Fischer ainda cravou o ponto central: “A maior clareza que dá para oferecer sobre o futuro de Kuminga é que, se ele deixar Atlanta, vai ser quase certamente via sign-and-trade, não por espaço de teto”. O jogador, por sua vez, estaria aberto a estruturas de contrato abaixo do salário de US$ 22,5 milhões que recebe na temporada 2025-26, dependendo do desenho que aparecer.
Como um sign-and-trade por Kuminga funcionaria
As regras apertam o roteiro. Num sign-and-trade, o contrato de Kuminga teria de ter no mínimo três anos, sem contar opções de time ou de jogador, e só a primeira temporada precisaria ser totalmente garantida. Além disso, a operação teria de estar fechada antes do início da temporada regular. Não há folga de calendário.
O caminho curto: despachar Vanderbilt e usar o espaço de teto
Se o Lakers conseguir se livrar de Vanderbilt em uma jogada separada da chegada de Kuminga, sobrariam cerca de US$ 13,4 milhões de espaço de teto para o ala. Esse valor pagaria, no teto, um contrato de três anos e US$ 42,3 milhões ou de quatro anos e US$ 57,7 milhões. É mais do que a oferta inicial, mas ainda longe do que Kuminga naturalmente busca.

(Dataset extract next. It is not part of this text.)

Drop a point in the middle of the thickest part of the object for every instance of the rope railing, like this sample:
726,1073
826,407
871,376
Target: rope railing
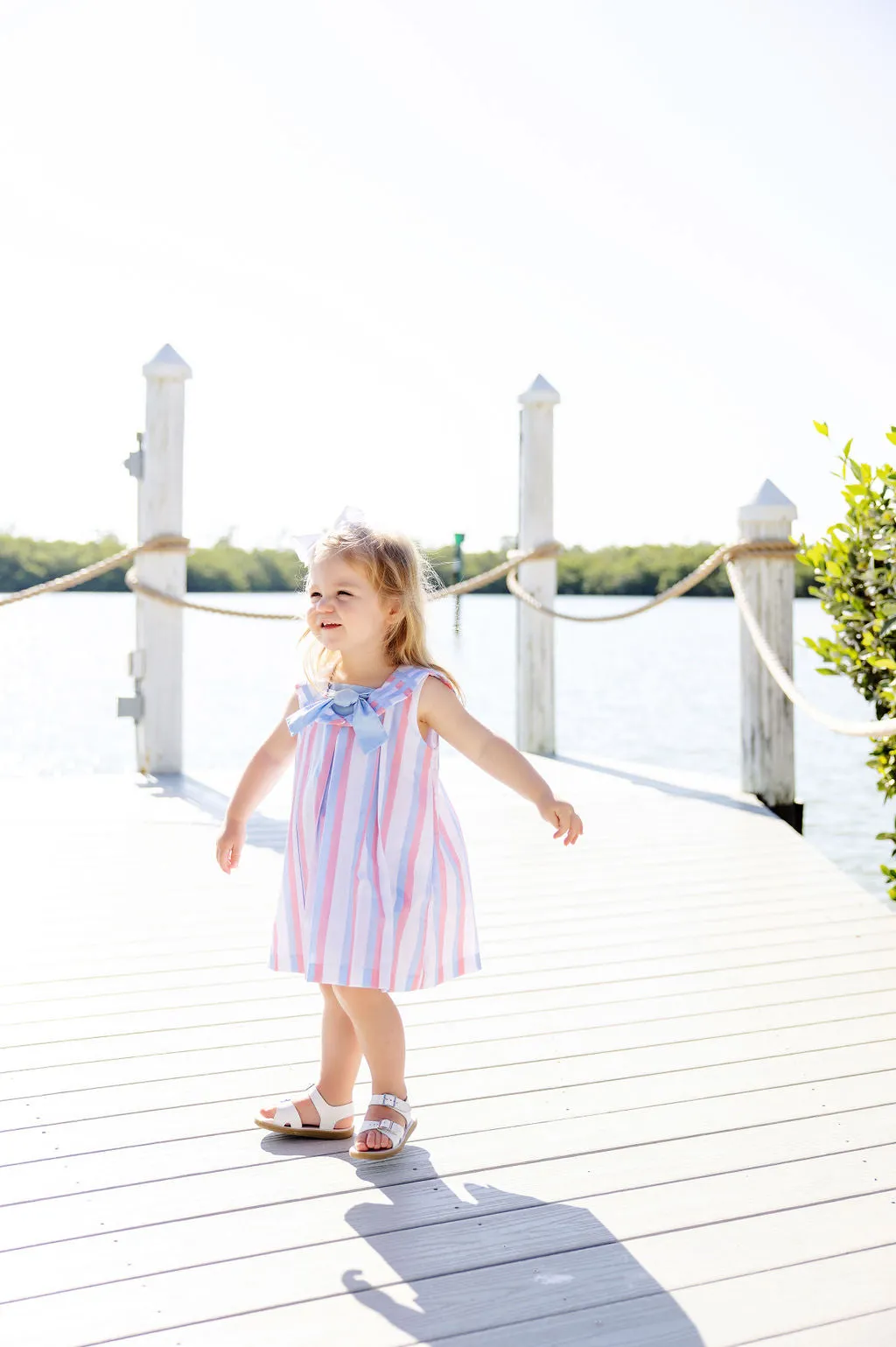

O caminho longo: a trade exception ampliada
É aqui que o negócio fica interessante. Times acima do primeiro e do segundo apron não podem receber mais salário do que mandam embora. Times abaixo do primeiro apron podem. Se o Lakers despachar contratos de US$ 6 milhões como os de Jaden Hardy ou Jake LaRavia, pode receber de volta 200% desse salário mais US$ 250 mil, o que dá US$ 12,25 milhões.

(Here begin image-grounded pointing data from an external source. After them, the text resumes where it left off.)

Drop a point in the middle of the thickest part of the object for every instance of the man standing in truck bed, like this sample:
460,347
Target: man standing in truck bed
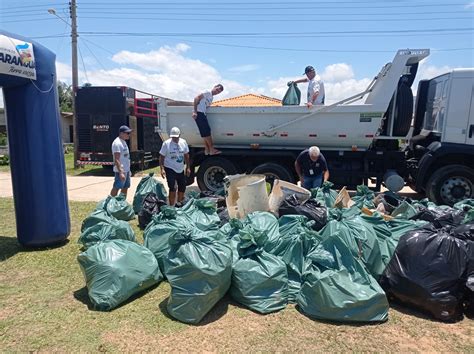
121,162
201,103
311,167
316,94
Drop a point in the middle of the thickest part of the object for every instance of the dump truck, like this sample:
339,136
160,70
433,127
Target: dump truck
380,135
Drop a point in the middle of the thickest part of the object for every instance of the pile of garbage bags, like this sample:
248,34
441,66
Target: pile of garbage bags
337,258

Com Vanderbilt, a conta cresce. Ao despachá-lo, o Lakers poderia receber cerca de US$ 9,1 milhões a mais em salário do que envia, algo perto de US$ 21,5 milhões. Se a franquia topar ir tão longe por Kuminga, o contrato de três anos chegaria a US$ 67,8 milhões, e o de quatro anos, a US$ 92,5 milhões. Referências salariais podem ser conferidas no Spotrac.

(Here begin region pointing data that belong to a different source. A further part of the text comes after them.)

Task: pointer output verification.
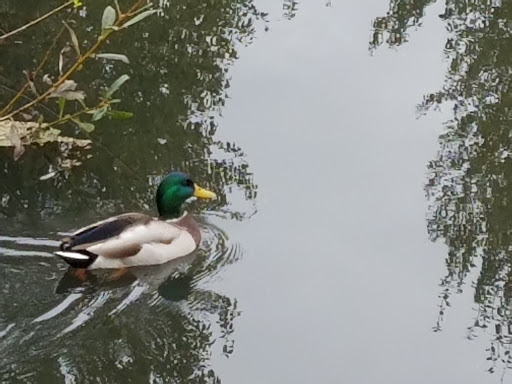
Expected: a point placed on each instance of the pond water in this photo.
(360, 152)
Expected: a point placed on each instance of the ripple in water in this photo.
(160, 322)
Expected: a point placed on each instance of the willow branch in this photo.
(34, 22)
(77, 64)
(8, 107)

O teto rígido do primeiro apron manda no jogo
Toda essa engenharia esbarra num limite. Ao adquirir Walker Kessler por sign-and-trade, o Lakers ficou travado no primeiro apron, ou seja, não pode passar de US$ 209,015 milhões em folha em nenhum momento até 30 de junho de 2027. Se despachar Vanderbilt e der a Kuminga o máximo possível pela trade exception, a folha subiria para cerca de US$ 205,2 milhões depois de oficializar Austin Reaves, Collin Sexton e Kevon Looney.
Nesse cenário, o Lakers teria 14 jogadores sob contrato e ainda espaço para um contrato de mínimo de veterano (US$ 2,45 milhões), mas quase nenhuma flexibilidade de troca durante a temporada. Preenchendo a 15ª vaga com um mínimo antes do início do calendário, sobraria uma margem de apenas US$ 1,35 milhão abaixo do primeiro apron. É andar na corda bamba.
As perguntas que sobram
A franquia gastou a exceção de meio nível de espaço em Sexton, então já não tem outras exceções salariais na manga. Chegar perto do apron pode não incomodar. O que sobra são quatro perguntas práticas: para onde mandar Vando, quanto custa se livrar dele, quão perto do teto rígido o Lakers aceita chegar e quantos anos está disposto a garantir no contrato de Kuminga. A resposta a essas quatro define se o ala veste roxo e dourado ou se a novela vira mais uma que ficou no quase.